Spätestens seit Clown Trump in den USA seine Willkürherrschaft auslebt und die Demokratie mit Füßen tritt, muss jedem klar sein: diese Dystopie kratzt sehr an Vorstellbarem - und ist deshalb umso entsetzlicher. Der düstere Roman spielt in Irland, könnte aber ebenso gut überall in Europa spielen, denn der deutliche Rechtsruck und die Aushöhlung demokratischer Strukturen sind kaum zu übersehen.

Lynch gelingt es, einen innerhalb weniger Seiten aus der Normalität in den Sumpf des Grauens zu führen, der stellenweise unerträglich ist - für die Familie, aber auch für diejenigen jenseits des Buchdeckels. Beim Lesen kommt man nicht raus aus der Nummer, fühlt und denkt mit Eilish, sieht ebenso fassungslos zu, wie ihr Leben jeden Tag mehr in Scherben zerfällt, hofft vergeblich mit ihr, stumpft letztlich aber auch ab und weiß keinen wirklichen Rat. Das Erleben war so stark, dass ich immer wieder längere Pausen einlegen musste. Und letztlich weiß ich nicht, was für mich erschütternder war: die wachsende Sorge und das Gefühl, die Situation kaum noch ertragen zu können, oder aber das zunehmende Gefühl der Gleichgültigkeit gegen Ende. Beides war auf seine Art so intensiv, dass - ich es nicht wollte. Ja, zwischenzeitlich hatte ich gegen den Roman einen richtiggehenden Widerwillen. Diese Intensität ist eine der großen Stärken des Buches.
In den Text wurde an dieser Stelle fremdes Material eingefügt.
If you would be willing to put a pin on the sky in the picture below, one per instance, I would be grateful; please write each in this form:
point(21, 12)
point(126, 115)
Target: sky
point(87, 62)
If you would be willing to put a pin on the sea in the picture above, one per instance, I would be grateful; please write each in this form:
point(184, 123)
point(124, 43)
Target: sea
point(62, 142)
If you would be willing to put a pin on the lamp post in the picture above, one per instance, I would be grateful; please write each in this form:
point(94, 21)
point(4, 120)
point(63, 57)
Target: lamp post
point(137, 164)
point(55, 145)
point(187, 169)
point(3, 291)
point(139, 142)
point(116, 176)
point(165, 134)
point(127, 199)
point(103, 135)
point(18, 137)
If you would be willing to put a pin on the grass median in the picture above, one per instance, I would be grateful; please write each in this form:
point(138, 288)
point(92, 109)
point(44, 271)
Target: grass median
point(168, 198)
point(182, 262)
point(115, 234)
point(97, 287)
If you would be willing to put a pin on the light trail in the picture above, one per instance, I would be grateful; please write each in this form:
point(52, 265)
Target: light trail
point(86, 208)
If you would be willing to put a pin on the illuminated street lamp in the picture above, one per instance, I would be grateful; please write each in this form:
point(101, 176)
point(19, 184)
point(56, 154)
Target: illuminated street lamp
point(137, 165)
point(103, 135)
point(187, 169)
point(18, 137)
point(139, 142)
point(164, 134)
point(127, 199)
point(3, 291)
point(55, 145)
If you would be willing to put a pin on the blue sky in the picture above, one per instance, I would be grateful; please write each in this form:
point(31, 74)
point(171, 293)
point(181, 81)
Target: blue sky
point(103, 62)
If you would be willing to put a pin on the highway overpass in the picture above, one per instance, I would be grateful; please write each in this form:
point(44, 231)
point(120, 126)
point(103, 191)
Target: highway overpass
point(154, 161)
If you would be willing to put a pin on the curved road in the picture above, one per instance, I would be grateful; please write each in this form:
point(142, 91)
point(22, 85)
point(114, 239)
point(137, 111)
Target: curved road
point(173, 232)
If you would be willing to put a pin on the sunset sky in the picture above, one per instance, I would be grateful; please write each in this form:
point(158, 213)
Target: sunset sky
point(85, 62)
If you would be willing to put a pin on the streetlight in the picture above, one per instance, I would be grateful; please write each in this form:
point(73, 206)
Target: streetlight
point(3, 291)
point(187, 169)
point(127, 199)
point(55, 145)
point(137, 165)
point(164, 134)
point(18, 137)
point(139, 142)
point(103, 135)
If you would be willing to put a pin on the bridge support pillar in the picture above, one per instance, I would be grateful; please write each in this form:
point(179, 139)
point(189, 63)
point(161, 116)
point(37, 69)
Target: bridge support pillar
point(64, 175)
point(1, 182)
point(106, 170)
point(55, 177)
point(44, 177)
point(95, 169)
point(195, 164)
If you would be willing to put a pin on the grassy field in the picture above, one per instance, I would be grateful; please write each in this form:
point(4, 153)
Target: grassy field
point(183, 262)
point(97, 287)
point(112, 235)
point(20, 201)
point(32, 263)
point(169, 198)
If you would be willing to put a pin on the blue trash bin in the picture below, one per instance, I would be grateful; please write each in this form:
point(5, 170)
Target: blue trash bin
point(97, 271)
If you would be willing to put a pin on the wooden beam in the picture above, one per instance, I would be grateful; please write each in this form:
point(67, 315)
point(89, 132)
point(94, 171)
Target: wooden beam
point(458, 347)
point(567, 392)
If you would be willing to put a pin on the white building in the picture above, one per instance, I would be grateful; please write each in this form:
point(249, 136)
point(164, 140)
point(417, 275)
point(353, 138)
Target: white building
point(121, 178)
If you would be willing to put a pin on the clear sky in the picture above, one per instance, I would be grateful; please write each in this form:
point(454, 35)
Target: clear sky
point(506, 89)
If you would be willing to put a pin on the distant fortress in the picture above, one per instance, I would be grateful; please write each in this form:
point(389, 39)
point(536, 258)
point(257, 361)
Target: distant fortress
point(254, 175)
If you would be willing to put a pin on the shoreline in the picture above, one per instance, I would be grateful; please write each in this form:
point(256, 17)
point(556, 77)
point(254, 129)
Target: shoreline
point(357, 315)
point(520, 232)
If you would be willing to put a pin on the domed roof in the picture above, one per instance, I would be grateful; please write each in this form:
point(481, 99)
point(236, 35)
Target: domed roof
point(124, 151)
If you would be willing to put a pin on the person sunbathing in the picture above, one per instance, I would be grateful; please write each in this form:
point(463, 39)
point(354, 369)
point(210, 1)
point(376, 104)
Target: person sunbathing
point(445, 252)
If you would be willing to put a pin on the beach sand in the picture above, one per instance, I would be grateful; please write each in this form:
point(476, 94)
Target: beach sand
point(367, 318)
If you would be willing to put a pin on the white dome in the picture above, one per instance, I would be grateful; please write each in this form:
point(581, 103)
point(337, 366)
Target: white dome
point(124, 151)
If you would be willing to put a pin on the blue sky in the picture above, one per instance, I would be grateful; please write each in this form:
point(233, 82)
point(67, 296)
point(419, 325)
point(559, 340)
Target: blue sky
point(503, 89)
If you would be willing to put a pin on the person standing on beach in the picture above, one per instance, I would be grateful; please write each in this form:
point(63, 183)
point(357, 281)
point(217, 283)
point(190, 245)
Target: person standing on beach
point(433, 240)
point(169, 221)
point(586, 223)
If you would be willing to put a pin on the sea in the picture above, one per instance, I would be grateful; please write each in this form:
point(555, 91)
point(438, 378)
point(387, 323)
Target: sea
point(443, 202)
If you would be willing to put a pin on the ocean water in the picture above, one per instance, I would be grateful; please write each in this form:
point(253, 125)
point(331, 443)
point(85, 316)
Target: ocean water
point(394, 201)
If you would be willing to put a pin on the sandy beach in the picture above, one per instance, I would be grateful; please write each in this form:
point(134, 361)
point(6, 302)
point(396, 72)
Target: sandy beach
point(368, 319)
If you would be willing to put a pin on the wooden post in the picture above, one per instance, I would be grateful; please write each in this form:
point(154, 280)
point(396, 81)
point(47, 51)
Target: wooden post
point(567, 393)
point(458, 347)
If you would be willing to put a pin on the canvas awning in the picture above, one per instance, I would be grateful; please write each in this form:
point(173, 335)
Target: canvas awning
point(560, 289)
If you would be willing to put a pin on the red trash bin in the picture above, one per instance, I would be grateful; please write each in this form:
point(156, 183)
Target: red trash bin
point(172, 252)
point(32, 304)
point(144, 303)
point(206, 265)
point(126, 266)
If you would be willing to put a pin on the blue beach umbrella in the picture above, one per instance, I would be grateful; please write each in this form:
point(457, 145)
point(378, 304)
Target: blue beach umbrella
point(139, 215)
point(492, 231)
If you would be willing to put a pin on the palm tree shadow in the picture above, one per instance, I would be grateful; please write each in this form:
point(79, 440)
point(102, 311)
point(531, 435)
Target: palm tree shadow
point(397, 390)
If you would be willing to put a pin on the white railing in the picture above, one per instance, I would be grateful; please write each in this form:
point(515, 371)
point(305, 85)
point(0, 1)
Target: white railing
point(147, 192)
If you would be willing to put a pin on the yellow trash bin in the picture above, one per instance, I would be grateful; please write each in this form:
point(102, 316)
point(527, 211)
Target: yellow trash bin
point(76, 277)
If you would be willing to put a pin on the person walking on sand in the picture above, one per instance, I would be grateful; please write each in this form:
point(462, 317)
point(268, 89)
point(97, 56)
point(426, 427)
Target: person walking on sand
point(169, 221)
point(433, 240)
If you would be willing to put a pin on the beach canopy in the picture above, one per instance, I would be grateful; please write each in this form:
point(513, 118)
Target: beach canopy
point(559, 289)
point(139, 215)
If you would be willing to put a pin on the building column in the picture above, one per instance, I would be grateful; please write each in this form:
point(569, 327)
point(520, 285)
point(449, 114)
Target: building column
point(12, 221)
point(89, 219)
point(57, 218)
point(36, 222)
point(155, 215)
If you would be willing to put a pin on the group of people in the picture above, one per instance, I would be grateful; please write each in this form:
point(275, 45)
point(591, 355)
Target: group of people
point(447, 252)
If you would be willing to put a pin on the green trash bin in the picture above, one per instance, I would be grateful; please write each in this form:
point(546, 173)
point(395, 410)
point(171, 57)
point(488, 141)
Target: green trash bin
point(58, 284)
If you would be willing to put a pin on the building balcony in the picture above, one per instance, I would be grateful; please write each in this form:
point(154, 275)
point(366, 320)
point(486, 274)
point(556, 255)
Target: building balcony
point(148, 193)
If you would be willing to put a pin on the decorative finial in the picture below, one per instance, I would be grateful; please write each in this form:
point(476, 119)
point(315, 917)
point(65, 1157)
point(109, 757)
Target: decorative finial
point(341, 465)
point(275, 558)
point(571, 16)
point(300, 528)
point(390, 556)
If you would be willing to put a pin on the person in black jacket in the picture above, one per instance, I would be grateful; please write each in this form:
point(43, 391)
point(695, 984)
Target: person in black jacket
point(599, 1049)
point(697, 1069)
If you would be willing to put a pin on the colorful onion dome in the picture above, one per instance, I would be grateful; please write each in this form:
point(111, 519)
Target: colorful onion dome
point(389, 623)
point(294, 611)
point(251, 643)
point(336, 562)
Anstrengend war das Lesen auch in anderer Hinsicht. Paul Lynch präsentiert das Porträt der Familie in einem sehr verdichteten, poetisch-atmosphärischen Schreibstil mit unzähligen Metaphern, fehlenden Absätzen und ausgelassenen Zeichen für für die wörtliche Rede. Die Seiten nahezu lückelos gefüllt mit Buchstaben, versponnen zu aneinandergedrängten, verschachtelten Sätzen. Nicht einfach zu lesen aber die Bedrohung über allem wird unglaublich deutlich. Und die Diskrepanz zwischen der poetisch geschliffenen Sprache und der albtraumhaft-abstoßenden neuen Realität wirkt wie ein zusätzliches Stilmittel: es unterstreicht und verstärkt das dargestellte Grauen um ein Vielfaches.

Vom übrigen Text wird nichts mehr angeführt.